TechniquePrimitivesBuilt-in ObjectsCustom ClassesCross-RealmCustom Logic
typeofGood (except null)Poor (most return "object")Returns "object"WorksNo
instanceofDoes not workGoodGoodFailsVia Symbol.hasInstance
Object.prototype.toStringExcellentExcellentNeeds Symbol.toStringTagWorksVia Symbol.toStringTag
Array.isArrayN/AOnly for arraysN/AWorksNo
constructor checkNoFragileFragileFailsNo

Quick Decision Guide

// Need to check a primitive type?
typeof value === "string" // Use typeof

// Need to check if something is an array?
Array.isArray(value) // Use Array.isArray (cross-realm safe)

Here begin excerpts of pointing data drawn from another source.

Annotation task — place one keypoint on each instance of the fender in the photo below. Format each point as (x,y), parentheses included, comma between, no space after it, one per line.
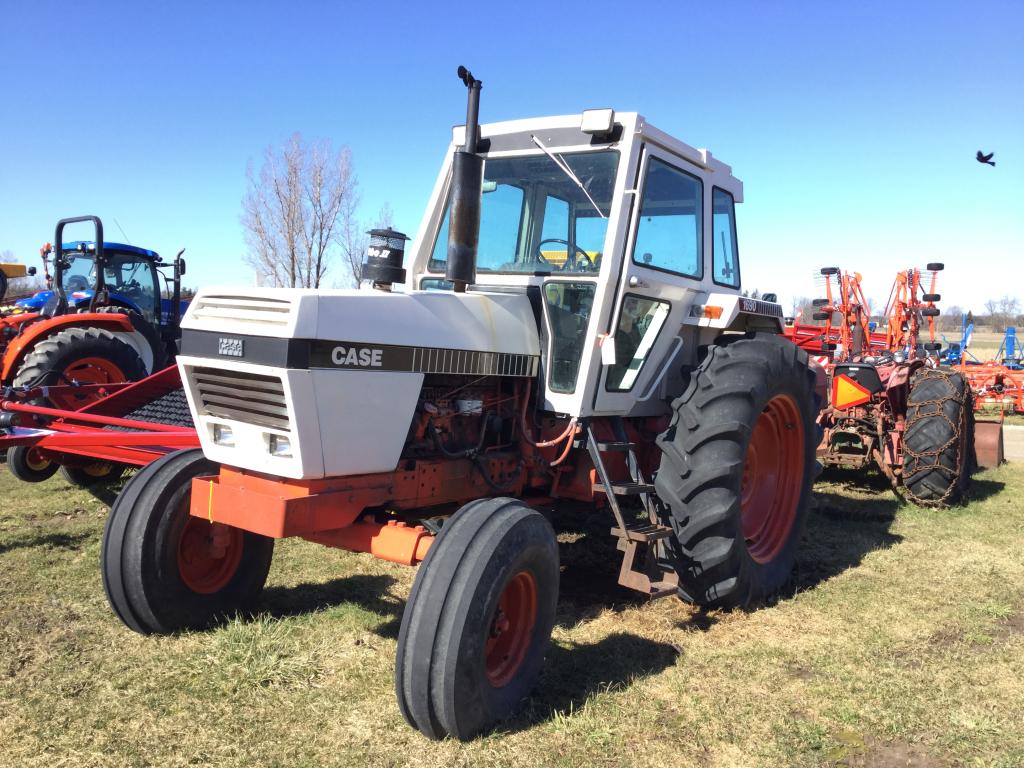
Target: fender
(40,329)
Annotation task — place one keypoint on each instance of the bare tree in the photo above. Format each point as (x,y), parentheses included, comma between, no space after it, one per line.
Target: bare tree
(1001,312)
(292,211)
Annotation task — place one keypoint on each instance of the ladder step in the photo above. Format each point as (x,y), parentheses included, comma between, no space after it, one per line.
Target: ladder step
(643,531)
(625,487)
(606,446)
(664,589)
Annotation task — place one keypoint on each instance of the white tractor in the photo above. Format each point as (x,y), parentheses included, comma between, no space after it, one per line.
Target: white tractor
(570,328)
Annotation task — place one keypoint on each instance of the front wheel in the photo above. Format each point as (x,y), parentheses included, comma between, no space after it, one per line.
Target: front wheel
(29,465)
(737,463)
(478,620)
(165,570)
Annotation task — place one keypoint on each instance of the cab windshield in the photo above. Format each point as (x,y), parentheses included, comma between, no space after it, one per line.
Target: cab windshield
(126,273)
(536,218)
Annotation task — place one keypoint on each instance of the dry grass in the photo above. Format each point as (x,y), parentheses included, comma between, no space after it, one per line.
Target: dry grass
(902,644)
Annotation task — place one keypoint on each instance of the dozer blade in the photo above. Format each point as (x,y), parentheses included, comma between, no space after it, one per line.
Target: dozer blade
(988,442)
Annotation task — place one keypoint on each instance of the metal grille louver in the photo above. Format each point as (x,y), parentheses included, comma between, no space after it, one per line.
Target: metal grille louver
(251,398)
(243,309)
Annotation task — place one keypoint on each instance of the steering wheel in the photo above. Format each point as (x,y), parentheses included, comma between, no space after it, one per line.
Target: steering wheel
(570,260)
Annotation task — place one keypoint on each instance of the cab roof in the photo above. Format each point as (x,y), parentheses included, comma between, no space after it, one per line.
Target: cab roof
(88,245)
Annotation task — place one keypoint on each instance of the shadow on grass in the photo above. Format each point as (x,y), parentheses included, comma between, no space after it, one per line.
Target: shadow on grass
(48,541)
(366,591)
(840,531)
(571,675)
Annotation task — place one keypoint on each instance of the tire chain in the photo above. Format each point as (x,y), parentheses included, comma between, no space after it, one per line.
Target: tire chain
(934,454)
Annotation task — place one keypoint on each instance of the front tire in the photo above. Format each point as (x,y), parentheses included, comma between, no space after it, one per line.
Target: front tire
(86,355)
(165,570)
(737,463)
(478,620)
(92,475)
(28,465)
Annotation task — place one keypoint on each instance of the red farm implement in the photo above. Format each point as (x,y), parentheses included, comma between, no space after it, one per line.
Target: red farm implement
(891,406)
(92,432)
(845,316)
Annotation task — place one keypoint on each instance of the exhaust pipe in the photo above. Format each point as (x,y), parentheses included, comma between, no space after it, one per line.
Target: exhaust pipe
(467,181)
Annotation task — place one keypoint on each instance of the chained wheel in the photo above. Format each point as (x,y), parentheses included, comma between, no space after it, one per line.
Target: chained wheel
(166,570)
(939,438)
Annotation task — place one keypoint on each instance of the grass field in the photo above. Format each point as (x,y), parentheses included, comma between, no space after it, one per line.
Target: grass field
(901,644)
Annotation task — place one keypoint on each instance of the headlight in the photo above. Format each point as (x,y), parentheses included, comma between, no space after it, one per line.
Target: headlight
(280,445)
(222,435)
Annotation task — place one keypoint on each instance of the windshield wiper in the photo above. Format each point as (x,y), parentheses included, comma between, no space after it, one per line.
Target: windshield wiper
(564,167)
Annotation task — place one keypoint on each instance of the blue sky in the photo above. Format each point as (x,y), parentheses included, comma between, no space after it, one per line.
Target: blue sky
(853,125)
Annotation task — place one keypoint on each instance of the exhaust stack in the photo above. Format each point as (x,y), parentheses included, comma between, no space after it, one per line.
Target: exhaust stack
(464,210)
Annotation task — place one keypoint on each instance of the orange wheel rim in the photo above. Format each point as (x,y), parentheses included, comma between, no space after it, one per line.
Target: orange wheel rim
(208,555)
(773,478)
(36,461)
(511,629)
(94,371)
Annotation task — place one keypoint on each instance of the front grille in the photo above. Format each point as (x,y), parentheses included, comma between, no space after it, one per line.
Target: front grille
(242,309)
(251,398)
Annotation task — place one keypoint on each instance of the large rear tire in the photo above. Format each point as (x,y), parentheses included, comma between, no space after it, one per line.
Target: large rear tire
(939,438)
(478,620)
(165,570)
(86,355)
(737,463)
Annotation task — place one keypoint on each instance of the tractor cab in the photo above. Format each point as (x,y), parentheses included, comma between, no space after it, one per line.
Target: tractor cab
(130,276)
(620,233)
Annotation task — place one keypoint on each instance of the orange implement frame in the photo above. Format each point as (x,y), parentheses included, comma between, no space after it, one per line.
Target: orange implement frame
(995,385)
(906,309)
(852,335)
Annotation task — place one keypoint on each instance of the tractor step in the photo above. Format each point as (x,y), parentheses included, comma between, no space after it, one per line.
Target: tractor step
(643,531)
(607,446)
(640,570)
(625,487)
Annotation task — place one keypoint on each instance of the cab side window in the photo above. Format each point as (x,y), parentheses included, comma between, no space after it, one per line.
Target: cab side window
(725,259)
(669,233)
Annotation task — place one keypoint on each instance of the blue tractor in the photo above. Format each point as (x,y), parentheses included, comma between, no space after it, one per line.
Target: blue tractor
(131,281)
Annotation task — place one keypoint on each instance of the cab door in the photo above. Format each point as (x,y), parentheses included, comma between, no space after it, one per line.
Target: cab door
(663,272)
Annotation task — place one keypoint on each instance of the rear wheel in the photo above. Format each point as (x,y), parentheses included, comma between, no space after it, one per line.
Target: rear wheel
(478,620)
(939,437)
(737,462)
(28,465)
(85,355)
(166,570)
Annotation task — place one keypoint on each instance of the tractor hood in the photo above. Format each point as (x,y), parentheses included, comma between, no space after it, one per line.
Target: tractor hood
(309,384)
(314,326)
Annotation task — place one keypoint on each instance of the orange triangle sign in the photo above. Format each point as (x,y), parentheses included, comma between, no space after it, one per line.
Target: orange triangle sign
(847,392)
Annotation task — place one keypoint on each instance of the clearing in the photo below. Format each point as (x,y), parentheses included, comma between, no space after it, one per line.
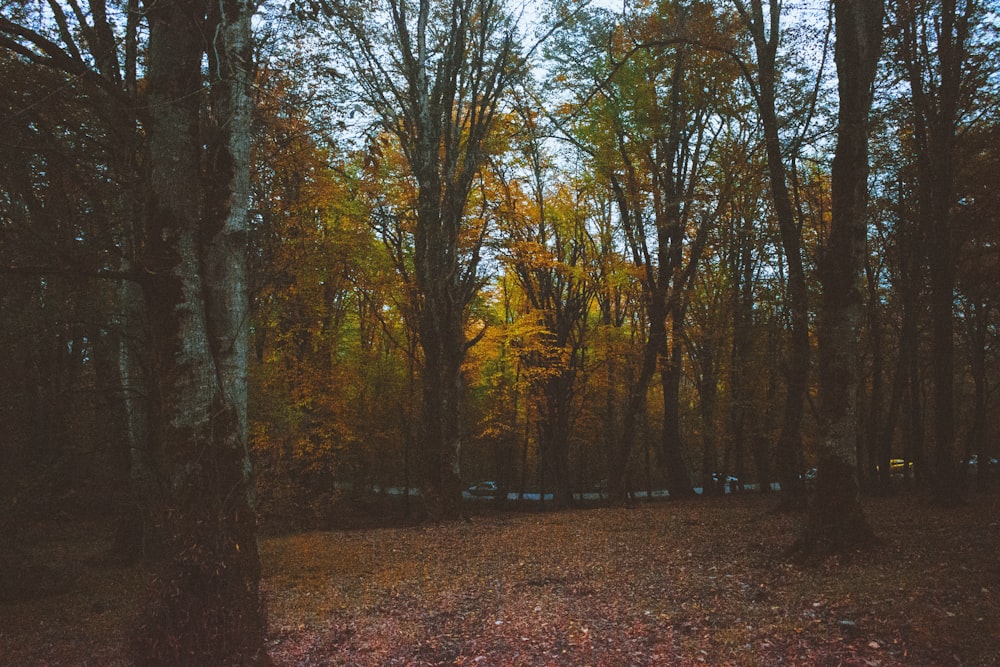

// Need to check class hierarchy?
value instanceof MyClass // Use instanceof

// Need to distinguish object types (Date, RegExp, Map, etc.)?
Object.prototype.toString.call(value) // Use toString

// Need to check for null or undefined?
value == null // Checks both null and undefined
value === null // Only null
value === undefined // Only undefined

Summary

ConceptKey Takeaway
instanceofChecks if an object's prototype chain includes Constructor.prototype
Prototype chain walkinstanceof follows __proto__ links up to null, checking each against Constructor.prototype
Does not work with primitives42 instanceof Number is false; use typeof for primitives
Cross-realm limitationinstanceof fails across iframes/contexts because each realm has separate built-in constructors
Symbol.hasInstanceStatic method that overrides instanceof behavior; enables custom type-checking logic
Object.prototype.toStringReturns "[object Type]" for any value; works with primitives and across realms
Symbol.toStringTagCustomizes the tag returned by Object.prototype.toString for your classes
typeofBest for primitive checks; returns "object" for most objects and "object" for null
Array.isArrayThe reliable way to check for arrays, including cross-realm
Best practiceCombine typeof for primitives, instanceof for class hierarchies, and toString for precise object type identification

Type checking in JavaScript requires different tools for different situations. No single approach handles every case perfectly. Understanding when to use typeof, instanceof, Array.isArray, and Object.prototype.toString gives you a complete toolkit for reliably identifying values at runtime, regardless of where they come from or how they were created.